Second, defenses are weakly compositional. Individually, guardrails, privilege control, isolation and provenance tracking each work. Stacked together they do not cleanly add up: they target different assets, assume different trust models, and the survey finds no convergent, composable security stack you can simply assemble. A clean result on one defense says little about the whole.

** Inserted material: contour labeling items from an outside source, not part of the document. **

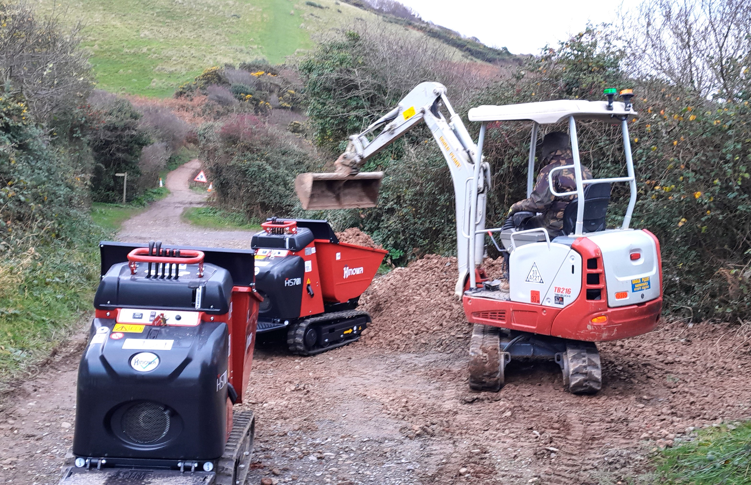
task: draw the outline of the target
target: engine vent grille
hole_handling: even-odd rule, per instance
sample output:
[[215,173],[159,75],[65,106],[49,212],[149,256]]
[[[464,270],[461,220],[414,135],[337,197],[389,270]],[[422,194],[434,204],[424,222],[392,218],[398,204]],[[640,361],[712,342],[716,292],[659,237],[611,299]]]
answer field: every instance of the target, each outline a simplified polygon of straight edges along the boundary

Third, benchmarks measure the wrong window. Most still report immediate attack success in bounded, single-turn environments, leaving long-horizon behavior, stateful memory/coordination risk, and privilege-sensitive actions under-evaluated — and rarely measure safety, utility, latency and cost jointly. A defense that looks strong in a benchmark can still be brittle in a stateful deployment.

Defenses

The survey’s own prescription is architectural, and it maps cleanly to four engineering pillars you can hold a design against.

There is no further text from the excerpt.